Deutschlands "Geschäft mit dem Tod"

Ein KMW-Leopard-Panzer – die deutsche Firma fusionierte kürzlich mit Nexter Systems aus Frankreich.
2015 wird zum Rekordjahr der Rüstungsindustrie. Beliefert werden auch Problemstaaten am Golf.

Exportweltmeister ist man in Deutschland äußerst gerne, der Titel ist griffig und werbewirksam. Dass eine spezielle Branche dazu so einiges beiträgt, wird allerdings nicht so freimütig beworben: Die Deutschen stehen weltweit an vierter Stelle jener Nationen, die Kriegsgerät exportieren. Nur die USA, Russland und China, das sich im Vorjahr vor Deutschland schob, produzieren und verkaufen noch mehr Waffen.

Lukrative Lieferungen

Im Ranking 2015 könnte Deutschland möglicherweise wieder nach vorne rücken. Denn obwohl sich Berlin offiziell eine "restriktive Rüstungspolitik" auferlegt hat, wie Wirtschaftsminister und SPD-Chef Sigmar Gabriel stets betont, wurden heuer bereits Waffenlieferungen im Wert von 3,3 Milliarden Euro genehmigt – das ist in etwa gleich viel wie im gesamten Vorjahr.
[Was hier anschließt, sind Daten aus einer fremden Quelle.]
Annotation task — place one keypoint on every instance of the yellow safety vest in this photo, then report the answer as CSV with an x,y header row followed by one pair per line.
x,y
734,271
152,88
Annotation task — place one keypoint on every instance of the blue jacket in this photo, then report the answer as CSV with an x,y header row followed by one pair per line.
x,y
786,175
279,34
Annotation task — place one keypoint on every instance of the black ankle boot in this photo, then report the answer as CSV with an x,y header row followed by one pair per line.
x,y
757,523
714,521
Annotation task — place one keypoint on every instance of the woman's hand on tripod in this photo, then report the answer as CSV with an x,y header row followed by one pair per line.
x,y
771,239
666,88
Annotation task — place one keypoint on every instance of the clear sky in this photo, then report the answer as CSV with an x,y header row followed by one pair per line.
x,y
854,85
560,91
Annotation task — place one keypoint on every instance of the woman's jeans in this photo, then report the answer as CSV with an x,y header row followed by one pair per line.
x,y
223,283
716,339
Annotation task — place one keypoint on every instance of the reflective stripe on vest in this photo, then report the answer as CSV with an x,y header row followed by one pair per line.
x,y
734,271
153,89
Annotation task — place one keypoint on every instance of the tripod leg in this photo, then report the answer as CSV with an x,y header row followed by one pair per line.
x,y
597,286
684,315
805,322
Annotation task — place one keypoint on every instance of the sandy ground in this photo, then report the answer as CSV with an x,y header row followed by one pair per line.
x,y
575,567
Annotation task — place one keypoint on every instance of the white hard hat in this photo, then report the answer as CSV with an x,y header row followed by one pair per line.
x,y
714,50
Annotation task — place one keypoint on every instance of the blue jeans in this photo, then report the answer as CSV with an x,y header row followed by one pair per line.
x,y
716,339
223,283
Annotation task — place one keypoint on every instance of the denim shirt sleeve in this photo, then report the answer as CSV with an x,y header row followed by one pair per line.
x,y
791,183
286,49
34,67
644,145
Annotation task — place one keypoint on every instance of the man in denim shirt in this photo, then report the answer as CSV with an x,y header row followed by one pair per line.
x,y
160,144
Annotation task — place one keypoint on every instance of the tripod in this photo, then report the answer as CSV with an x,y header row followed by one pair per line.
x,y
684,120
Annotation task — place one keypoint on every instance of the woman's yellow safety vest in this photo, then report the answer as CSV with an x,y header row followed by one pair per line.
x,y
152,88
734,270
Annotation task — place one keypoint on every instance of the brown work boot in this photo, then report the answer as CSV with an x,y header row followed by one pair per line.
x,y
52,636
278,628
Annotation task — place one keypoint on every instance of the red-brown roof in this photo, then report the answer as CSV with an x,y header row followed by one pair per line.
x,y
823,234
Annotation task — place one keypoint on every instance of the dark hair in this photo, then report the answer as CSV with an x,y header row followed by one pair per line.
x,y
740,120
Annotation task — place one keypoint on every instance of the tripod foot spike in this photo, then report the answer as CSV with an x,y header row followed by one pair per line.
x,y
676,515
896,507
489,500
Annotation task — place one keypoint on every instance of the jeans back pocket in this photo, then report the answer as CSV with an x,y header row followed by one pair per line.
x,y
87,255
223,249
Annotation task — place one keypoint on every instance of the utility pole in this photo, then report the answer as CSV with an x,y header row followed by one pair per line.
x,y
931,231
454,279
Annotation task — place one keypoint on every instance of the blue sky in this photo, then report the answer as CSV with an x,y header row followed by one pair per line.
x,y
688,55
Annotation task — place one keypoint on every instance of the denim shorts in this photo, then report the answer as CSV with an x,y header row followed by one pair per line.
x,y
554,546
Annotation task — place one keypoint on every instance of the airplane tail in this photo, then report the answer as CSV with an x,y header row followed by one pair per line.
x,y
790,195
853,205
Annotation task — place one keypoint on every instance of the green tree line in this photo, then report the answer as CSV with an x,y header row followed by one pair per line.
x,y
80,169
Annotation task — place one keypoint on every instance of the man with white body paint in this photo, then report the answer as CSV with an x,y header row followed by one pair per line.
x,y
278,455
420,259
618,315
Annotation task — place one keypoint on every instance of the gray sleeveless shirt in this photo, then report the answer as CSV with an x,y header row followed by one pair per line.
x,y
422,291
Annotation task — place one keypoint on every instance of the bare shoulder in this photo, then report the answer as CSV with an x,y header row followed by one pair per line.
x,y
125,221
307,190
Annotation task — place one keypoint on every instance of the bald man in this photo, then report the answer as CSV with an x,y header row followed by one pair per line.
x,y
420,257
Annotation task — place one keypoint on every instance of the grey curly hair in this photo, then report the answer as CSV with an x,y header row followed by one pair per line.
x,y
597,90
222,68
Addiert man noch die Kooperationsexporte mit anderen Staaten hinzu, liegt der Wert bei imposanten 6,35 Milliarden Euro.

Die Opposition schäumt. "Dramatisch und hochnotpeinlich" nennt der Linken-Abgeordnete Jan van Aken diese Zahlen, die grüne Abgeordnete Agnieszka Brugger wirft der Koalition vor, "mehr Wert auf die Interessen der Rüstungslobby als auf Menschenrechte und Frieden" zu legen. Problematisch daran ist nicht nur die Menge der gelieferten Panzer, Kriegsschiffe und automatischen Handfeuerwaffen, sondern vor allem deren Destinationen: Mehr als die Hälfte geht in Länder, die weder der EU noch der NATO angehören, also keine militärischen Verbündeten sind. Während die stets kritisierten Verkäufe nach Griechenland, die in den Jahren 2001 bis 2014 satte 2,1 Milliarden ausmachten, deutlich unter die Ein-Millionen-Grenze gefallen sind, stiegen die Exporte in den instabilen arabischen Raum und nach Nordafrika besonders stark. Ihr Wert hat sich mit 587 Millionen mehr als verdoppelt.

Besonders kauffreudig zeigten sich in der reichen Golfregion Katar und Saudi-Arabien. Das Herrscherhaus in Riad steht gar an dritter Stelle jener Staaten, die von deutschen Unternehmen beliefert werden – nur Großbritannien und Israel kaufen mehr deutsche Waffen.

Umstrittene Waffen für Saudi-Arabien

Menschenrechtler bezweifeln jedoch, dass die Ausfuhr deutscher Rüstungsgüter an die Saudis auch rechtlich korrekt ist. Denn dass das autoritär regierende Herrscherhaus Hilfe bei der Niederschlagung der Demokratiebewegung im Nachbarland Bahrain geleistet habe, wäre bei strenger Auslegung der Richtlinien ein Verbotsgrund. Berlin sieht das nicht so: Man liefere jetzt und in Zukunft keine Panzer, heißt es aus dem Ministerium. Alle Waffen seien nur defensiv einsetzbar.

Die Opposition fordert dennoch einen Stopp der Waffenlieferungen an Riad. Ein Wunsch, den Gabriel auch aus seiner SPD hört: Seit geraumer Zeit steht er wegen seines wirtschaftsfreundlichen Kurses in der Kritik; dass er seine zurückhaltende Rüstungspolitik – er selbst sprach vom "Geschäft mit dem Tod", das es zu bändigen gelte – nun lockert, irritiert die Genossen zunehmend.

Gabriels Koalitionspartner hingegen stört dessen Haltung weniger. CDU und CSU vertreten die Meinung, dass man Riad unterstützen müsse, um Stabilität in die Region zu bringen – auch mittels Waffenexporten.